Good. I should have included asking if your brake lights work properly with and without the emergency flashers on. Applying the brake should override the rear flashing lights.
It's a process of elimination. If your lights work properly under that specific state that tells me a couple things -
1. Your lights have an adequate ground because the brake, turn signal & flasher all use the same bulb element and wiring.
2. Your turn signal switch, at rest only, is OK.
3. Your emergency flasher is good.
Now, there are two issues to deal with. There may be some commonality but the responsibility of the steering column /mechanism harness to honk the horns is to deliver a ground potential to the horn relay via the black/tracer wire from the column. But, when it comes to the lights, the turn signal mechanism switches (+) positive potentials only.
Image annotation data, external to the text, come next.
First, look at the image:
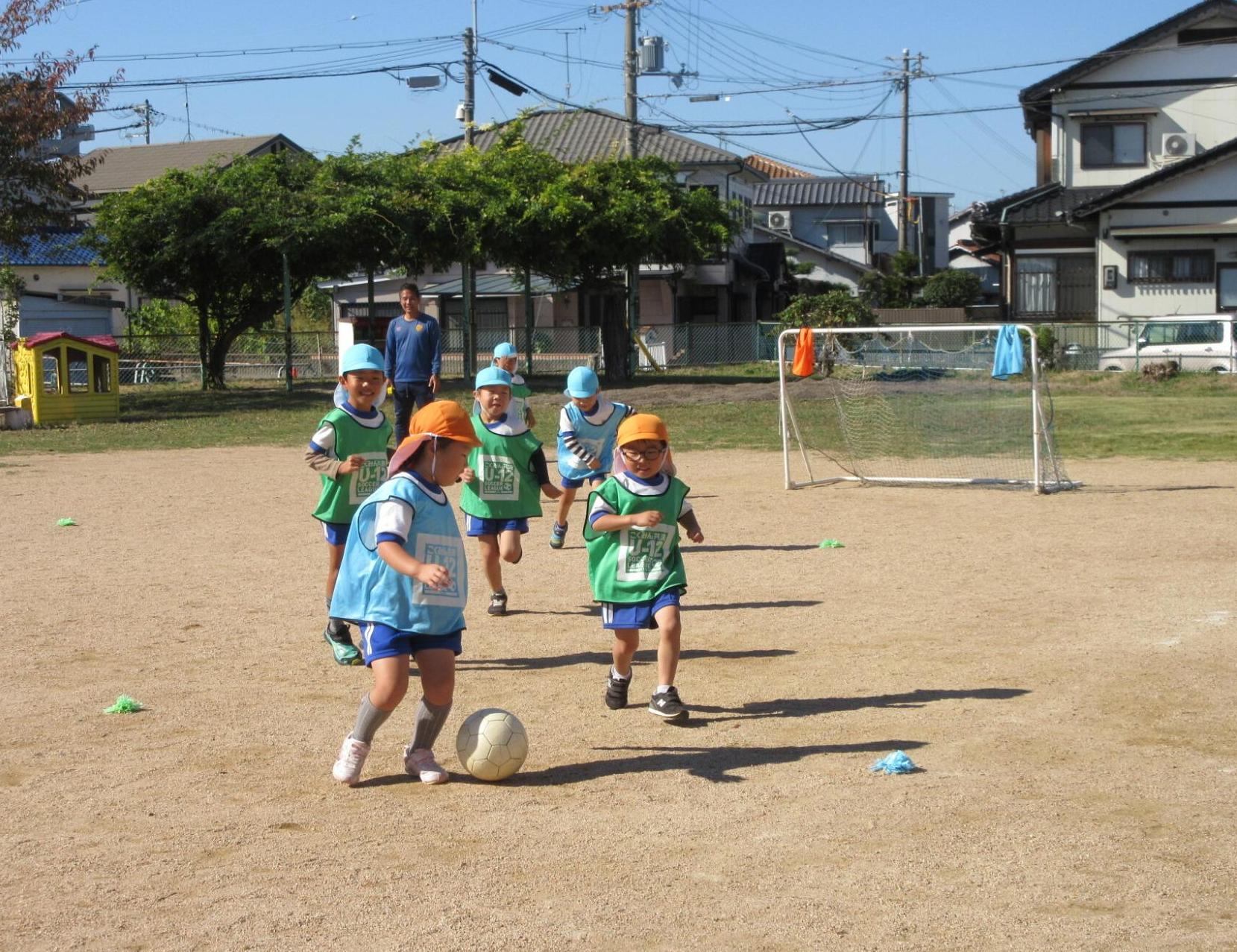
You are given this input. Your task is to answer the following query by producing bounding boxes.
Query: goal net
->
[778,324,1077,492]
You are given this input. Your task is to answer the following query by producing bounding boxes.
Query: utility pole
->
[887,49,924,251]
[597,0,652,379]
[460,23,476,381]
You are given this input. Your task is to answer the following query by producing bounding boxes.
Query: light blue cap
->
[339,344,386,376]
[473,368,511,389]
[563,368,601,400]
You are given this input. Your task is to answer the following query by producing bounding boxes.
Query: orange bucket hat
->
[387,400,481,477]
[617,413,670,447]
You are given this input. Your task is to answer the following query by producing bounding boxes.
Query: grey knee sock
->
[412,697,452,751]
[353,691,391,743]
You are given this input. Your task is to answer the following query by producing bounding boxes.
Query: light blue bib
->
[558,403,627,479]
[330,475,468,634]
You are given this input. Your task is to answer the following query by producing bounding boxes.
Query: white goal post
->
[777,324,1080,492]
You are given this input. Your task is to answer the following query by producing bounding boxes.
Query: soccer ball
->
[456,707,528,780]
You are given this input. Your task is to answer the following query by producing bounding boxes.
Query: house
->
[948,204,1001,304]
[0,229,136,336]
[321,110,783,346]
[7,135,312,334]
[972,0,1237,321]
[753,175,951,283]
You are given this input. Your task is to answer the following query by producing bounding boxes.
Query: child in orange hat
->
[330,400,480,786]
[584,413,704,723]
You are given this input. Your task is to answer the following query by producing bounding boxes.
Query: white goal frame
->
[777,324,1083,494]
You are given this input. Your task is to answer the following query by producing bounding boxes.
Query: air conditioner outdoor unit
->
[1160,132,1196,158]
[768,209,790,231]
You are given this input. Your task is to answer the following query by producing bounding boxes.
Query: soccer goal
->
[778,324,1079,492]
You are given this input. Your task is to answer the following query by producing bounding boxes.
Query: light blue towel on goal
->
[992,324,1023,379]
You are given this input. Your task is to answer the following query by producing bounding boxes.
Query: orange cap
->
[617,413,670,447]
[387,400,481,476]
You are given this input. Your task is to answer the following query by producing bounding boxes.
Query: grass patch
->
[0,364,1237,461]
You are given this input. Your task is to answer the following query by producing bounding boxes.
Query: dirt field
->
[0,447,1237,952]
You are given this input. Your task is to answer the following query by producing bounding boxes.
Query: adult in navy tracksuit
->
[386,283,443,447]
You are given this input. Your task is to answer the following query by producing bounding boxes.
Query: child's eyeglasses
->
[620,449,666,462]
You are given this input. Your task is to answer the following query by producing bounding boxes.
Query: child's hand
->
[339,453,365,476]
[412,563,452,588]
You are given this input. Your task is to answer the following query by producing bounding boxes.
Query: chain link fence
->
[106,317,1237,387]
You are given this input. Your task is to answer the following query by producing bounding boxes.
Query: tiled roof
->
[1018,0,1237,109]
[743,156,815,178]
[439,109,743,165]
[75,135,304,194]
[0,230,103,268]
[752,175,884,208]
[972,182,1113,225]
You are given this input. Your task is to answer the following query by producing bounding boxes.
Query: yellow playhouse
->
[10,331,120,426]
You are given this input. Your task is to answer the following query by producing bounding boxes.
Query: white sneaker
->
[403,744,447,784]
[330,734,370,786]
I've looked at the video many time but I just cannot see it clearly enough. There are some things to keep in mind. First, the emergency flasher is a different circuit and feeds the turn signal mechanism on a different lead than the turn signal flasher. The turn signal mechanism's responsibility is to actuate the turn signal flasher and to route that signal to the appropriate rear lamp while maintaining the brake signal integrity to the opposing rear lamp and flash only signal to the front lamps. That's a lot but you have neither left or right signals which have different contact positions within the turn signal mechanism. The common point is the toward the turn signal flasher.
That's not saying your old turn signal mechanism is good by any means but it is important to understand that the mechanism/harness have different jobs, some easy like the horn (-) and some complicated like switching certain signals to some bulbs while maintaining other signals to the rest (+).